“Is it a secret, dear?” she said playfully.
“No, mother; I have no secrets from you.”
“That is spoken like my own dear son,” said Mrs Canninge, rising, and going behind his chair to place her hands upon his shoulders, and then raise them to his face, drawing him back, so that she could kiss his forehead. “Why, there are lines in your brow, George—lines of care. What are you thinking about!”
“Beatrice Lambent.”
“About dear Beatrice, George? Why, that ought to bring smiles, and not such deep thought-marks as these.”
“Indeed, mother! Well, for my part, I should expect much of Beatrice Lambent would eat lines very deeply into a fellow’s brow.”
“For shame, my dear!
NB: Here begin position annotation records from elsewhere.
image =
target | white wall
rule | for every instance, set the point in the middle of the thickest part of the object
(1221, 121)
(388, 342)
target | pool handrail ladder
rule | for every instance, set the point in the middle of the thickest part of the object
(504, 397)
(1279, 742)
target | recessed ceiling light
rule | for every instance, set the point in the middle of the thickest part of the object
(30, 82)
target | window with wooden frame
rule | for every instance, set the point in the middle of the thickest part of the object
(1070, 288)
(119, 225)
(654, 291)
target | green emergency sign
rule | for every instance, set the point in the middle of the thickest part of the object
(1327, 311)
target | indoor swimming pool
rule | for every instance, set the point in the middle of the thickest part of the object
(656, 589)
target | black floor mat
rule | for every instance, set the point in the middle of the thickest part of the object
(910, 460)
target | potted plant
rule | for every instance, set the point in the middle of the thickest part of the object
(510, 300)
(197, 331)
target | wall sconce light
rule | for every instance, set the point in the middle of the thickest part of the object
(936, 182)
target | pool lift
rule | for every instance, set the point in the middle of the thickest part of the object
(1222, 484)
But come,” cried Mrs Canninge cheerfully, “tell me what were your thoughts, or what it was you said that was no secret.”
“I said to myself, mother, that I should never marry a woman for the sake of a pretty face.”
Mrs Canninge’s mind was full of Hazel Thorne, and, associating her son’s remark with the countenance that had rather troubled her thoughts since the day of the school feast, her heart gave a throb of satisfaction.
“I know that, George,” she exclaimed, smiling. “I know my son to be too full of sound common-sense, and too ready to bear honourably his father’s name, to be led away by any temporary fancy for a pleasant-looking piece of vulgar prettiness.”